New research based on an expedition to the icy waters off Greenland reveals high levels of antifreeze proteins in a species of tiny snailfish, underlying the importance of this unique adaptation to life in sub-zero temperatures.
The U.S. National Science Foundation-supported study, led by scientists at the American Museum of Natural History and the City University of New York and published in the journal Evolutionary Bioinformatics, also warns that warming oceanic temperatures in the Arctic could pose a threat to these highly specialized fishes.
"The snailfish is a great example of adaptations to life in extreme environments through displays of biofluorescence in long periods of extended darkness, along with antifreeze proteins that allow it to survive the subzero waters of the Arctic," says Wilson Francisco, a program director in NSF's Division of Molecular and Cellular Biosciences.

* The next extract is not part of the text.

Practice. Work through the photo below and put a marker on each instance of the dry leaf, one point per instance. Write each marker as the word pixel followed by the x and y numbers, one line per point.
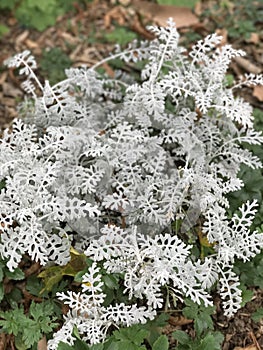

Biofluorescence, the ability to convert blue light into green, red or yellow light, is rare in Arctic fishes; the snailfish is the only polar fish known to biofluoresce.
The icy waters of polar oceans are an extreme environment for marine life, limiting inhabitants to those with mechanisms to cope with freezing temperatures. Unlike some species of reptiles and insects, fishes cannot survive even partial freezing of their body fluids, so they depend on antifreeze proteins, made primarily in the liver, to prevent the formation of large ice grains inside their cells and body fluids.
The ability of fish to make these specialized proteins was discovered nearly 50 years ago, and scientists have since determined that antifreeze proteins are made from five different gene families.
The snailfish genes have the highest expression levels of antifreeze proteins ever observed, highlighting their importance to these animals' survival and sending up a red flag about how they might fare in warming environmental conditions.
Since the mid-20th century, temperatures have increased twice as fast in the Arctic as in mid-latitudes. Some studies predict that if Arctic sea ice decline continues at the current rate, in summer the Arctic Ocean will be mostly ice-free within the next three decades.